The Estate Tax

At present, the federal estate tax maxes out at 40% of the amount of an estate over 10 million dollars.  Almost no one pays it, because of the large exemption.

The best argument I’ve heard against the estate tax is that if the bulk of the estate is something that is not liquid, like a farm or a business, there may be no way to raise the money to pay the tax without selling the family farm or the family business.

For those with more liquid assets like stocks and bonds and a dozen houses, well the estate tax isn’t that big a deal.  Heres why.

Estates change hands about every 25 years, which arguably is the length of a generation.

The long term average appreciation in the stock market is around 7%.  In 25 years, a stock market investment might grow by 5x.  If you start with 20 million, in 25 years you will have about 100 million.

With the estate tax, your notional 20 million drops to only 16 millions, because 10 million is exempted and you pay 40% of the rest.

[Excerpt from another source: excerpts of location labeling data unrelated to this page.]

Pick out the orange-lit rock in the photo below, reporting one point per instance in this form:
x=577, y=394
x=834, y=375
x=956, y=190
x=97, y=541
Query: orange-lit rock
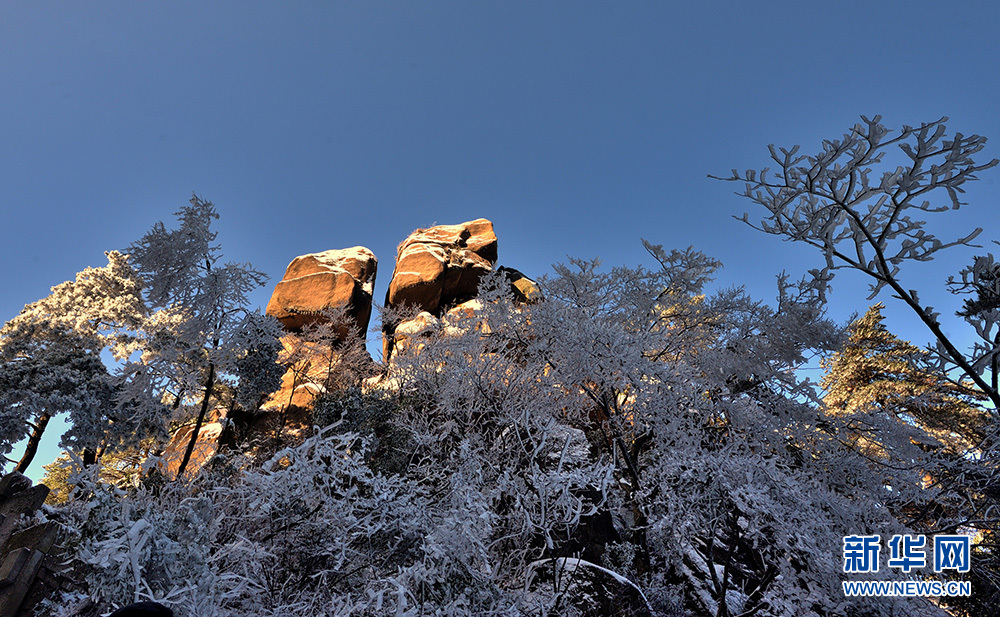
x=336, y=279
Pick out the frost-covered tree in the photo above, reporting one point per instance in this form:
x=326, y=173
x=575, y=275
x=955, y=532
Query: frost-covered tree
x=50, y=360
x=876, y=373
x=631, y=444
x=868, y=215
x=198, y=306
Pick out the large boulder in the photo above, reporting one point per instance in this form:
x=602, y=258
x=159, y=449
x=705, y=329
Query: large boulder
x=437, y=268
x=442, y=265
x=317, y=282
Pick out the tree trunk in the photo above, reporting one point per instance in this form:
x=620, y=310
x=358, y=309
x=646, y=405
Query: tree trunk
x=33, y=441
x=209, y=386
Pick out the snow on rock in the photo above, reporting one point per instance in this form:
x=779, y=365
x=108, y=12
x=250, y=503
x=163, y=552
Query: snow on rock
x=335, y=279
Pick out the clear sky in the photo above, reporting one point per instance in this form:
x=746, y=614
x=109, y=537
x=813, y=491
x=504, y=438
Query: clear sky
x=576, y=127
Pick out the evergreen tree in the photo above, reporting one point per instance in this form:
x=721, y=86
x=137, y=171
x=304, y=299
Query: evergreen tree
x=197, y=335
x=879, y=374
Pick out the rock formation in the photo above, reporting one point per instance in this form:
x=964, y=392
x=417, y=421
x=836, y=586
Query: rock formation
x=313, y=283
x=437, y=271
x=442, y=265
x=437, y=268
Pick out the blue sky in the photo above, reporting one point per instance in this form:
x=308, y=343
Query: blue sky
x=577, y=127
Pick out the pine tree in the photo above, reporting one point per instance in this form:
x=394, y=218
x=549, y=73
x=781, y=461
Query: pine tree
x=197, y=334
x=879, y=374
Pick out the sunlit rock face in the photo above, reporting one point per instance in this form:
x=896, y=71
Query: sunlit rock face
x=336, y=279
x=442, y=265
x=205, y=447
x=437, y=268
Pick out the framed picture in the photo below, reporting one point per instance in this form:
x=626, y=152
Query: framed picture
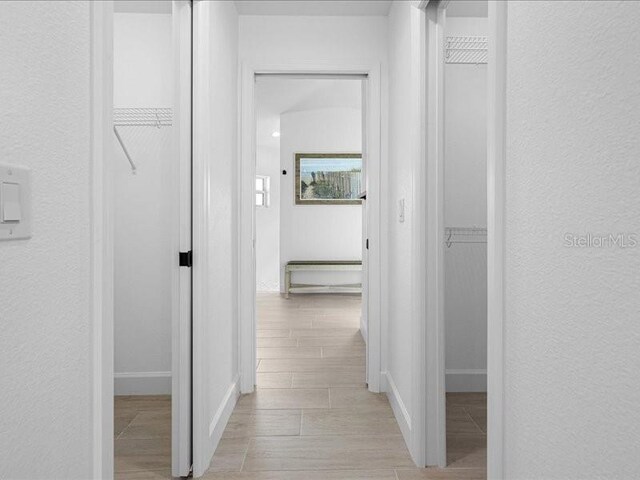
x=328, y=178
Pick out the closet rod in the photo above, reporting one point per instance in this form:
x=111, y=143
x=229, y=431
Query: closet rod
x=124, y=149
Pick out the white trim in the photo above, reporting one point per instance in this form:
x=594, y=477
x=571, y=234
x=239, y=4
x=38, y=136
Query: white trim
x=142, y=383
x=466, y=380
x=363, y=330
x=219, y=421
x=101, y=189
x=181, y=304
x=496, y=236
x=376, y=203
x=433, y=368
x=216, y=428
x=418, y=31
x=399, y=409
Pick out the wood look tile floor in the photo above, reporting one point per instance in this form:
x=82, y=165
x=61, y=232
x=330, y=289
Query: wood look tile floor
x=142, y=430
x=311, y=417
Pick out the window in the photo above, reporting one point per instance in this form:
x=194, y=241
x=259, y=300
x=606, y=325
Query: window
x=262, y=191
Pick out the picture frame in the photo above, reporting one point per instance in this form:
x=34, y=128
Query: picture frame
x=328, y=179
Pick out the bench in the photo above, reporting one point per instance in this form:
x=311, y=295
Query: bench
x=320, y=265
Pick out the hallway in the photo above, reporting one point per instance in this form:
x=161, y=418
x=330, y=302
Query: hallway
x=311, y=416
x=311, y=410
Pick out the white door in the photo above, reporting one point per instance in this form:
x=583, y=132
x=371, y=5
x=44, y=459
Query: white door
x=364, y=321
x=181, y=428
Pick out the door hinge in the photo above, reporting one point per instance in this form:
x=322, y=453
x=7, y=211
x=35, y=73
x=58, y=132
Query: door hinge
x=186, y=259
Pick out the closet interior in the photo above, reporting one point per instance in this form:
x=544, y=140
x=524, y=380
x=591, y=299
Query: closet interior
x=465, y=242
x=142, y=163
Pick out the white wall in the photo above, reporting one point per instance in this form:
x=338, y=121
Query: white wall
x=465, y=182
x=318, y=232
x=400, y=181
x=572, y=331
x=143, y=73
x=312, y=40
x=143, y=60
x=45, y=345
x=216, y=376
x=268, y=223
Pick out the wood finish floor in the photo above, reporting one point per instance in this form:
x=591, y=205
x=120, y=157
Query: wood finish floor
x=311, y=416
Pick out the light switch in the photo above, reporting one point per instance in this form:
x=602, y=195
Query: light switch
x=10, y=198
x=15, y=202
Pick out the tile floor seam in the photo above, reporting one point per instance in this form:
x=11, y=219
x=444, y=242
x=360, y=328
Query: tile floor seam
x=473, y=420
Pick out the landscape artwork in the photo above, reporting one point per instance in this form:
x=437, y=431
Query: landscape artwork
x=328, y=179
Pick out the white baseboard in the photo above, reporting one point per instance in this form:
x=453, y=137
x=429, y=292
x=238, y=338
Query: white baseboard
x=142, y=383
x=220, y=419
x=399, y=409
x=468, y=380
x=363, y=330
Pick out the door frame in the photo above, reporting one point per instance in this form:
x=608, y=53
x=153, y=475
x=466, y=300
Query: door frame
x=102, y=236
x=375, y=204
x=431, y=61
x=102, y=248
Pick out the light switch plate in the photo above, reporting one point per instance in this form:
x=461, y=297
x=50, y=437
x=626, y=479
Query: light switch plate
x=15, y=202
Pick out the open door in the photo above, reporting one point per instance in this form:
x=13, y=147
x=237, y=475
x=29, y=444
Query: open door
x=181, y=407
x=364, y=318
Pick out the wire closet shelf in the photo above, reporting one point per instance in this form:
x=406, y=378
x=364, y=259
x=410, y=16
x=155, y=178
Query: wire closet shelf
x=464, y=235
x=467, y=49
x=139, y=117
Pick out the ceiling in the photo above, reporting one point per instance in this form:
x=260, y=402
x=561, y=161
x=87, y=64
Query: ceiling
x=313, y=7
x=468, y=8
x=275, y=96
x=142, y=6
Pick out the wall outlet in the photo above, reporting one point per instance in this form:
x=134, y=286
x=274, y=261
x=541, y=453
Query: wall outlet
x=401, y=210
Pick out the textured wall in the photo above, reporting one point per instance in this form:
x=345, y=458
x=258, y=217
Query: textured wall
x=45, y=344
x=572, y=330
x=268, y=223
x=220, y=367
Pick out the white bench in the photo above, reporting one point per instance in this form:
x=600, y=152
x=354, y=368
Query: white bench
x=320, y=265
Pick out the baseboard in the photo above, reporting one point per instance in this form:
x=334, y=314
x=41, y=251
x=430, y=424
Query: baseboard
x=399, y=409
x=363, y=330
x=471, y=380
x=142, y=383
x=220, y=419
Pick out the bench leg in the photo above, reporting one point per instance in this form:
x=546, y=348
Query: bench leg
x=287, y=283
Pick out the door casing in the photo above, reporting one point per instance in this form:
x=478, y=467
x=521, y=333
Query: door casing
x=102, y=238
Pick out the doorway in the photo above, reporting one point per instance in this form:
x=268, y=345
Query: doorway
x=151, y=162
x=465, y=233
x=371, y=279
x=481, y=44
x=309, y=232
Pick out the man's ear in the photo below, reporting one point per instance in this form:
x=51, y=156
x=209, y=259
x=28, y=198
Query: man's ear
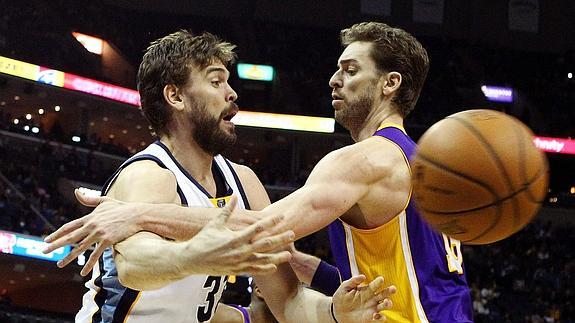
x=173, y=97
x=391, y=83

After 25 years, that 16 million would only increase to 86 million.

In this case, the estate tax cost the equivalent of about 4 years of growth.

Even if the exemption were zero, the estate tax would represent about 8 years of growth every 25 years.  The fortune just keeps growing.

Of course this analysis is true only if you just leave the money in the market.  Historically, fortunes last about three generations before being diluted and generally squandered.  However, once you get into serious money, it is kind of hard to spend enough to keep the rest from growing to infinity.

If the policy objective of the estate tax is to prevent self sustaining multigenerational fortunes, it doesn’t accomplish its purpose.  However it does kill those family farms and family businesses.  What might be done?

Idea 1: Make the estate tax payable over a generation, rather than as a lump sum.  In effect, this is a wealth tax, rather than an estate tax.  If my figuring is right, the 40% estate tax applied every 25 years is very close to a 1.3% wealth tax applied annually.  This has the same effect on cash estates, but might be managable for those family farms and businesses. Like the estate tax, this would apply only to wealth over 10 million.

Idea 2: Bump the tax rate on income for the 1% to raise the same amount of money.  Evidently, the estate tax raises about 20 billion per year. In 2014, an income of 465,000 put you in the 1% and the average income of the 1 percenters was 1.2 million, and there were about a million 1% households – that is 1.2 trillion in income, and the income tax surcharge to replace the estate tax would be . . . 1.6%

These two ideas are not that far apart.  On the whole a 1.6% income tax surcharge is easier, because  income is reported, and wealth is (a) not reported and (b) often consists of unrealized gains.

All this leaves unresolved the question about the policy goal.  Is the estate tax or a possible replacement just a way to pay for government? Or is it really intended to reduce income or wealth inequality?  If the latter, we need a much larger discussion about how to accomplish the goal, because the estate tax doesn’t do it.  Repealing the estate tax will surely make inequality worse, but keeping it only slows down increases in inequality, and not by that much.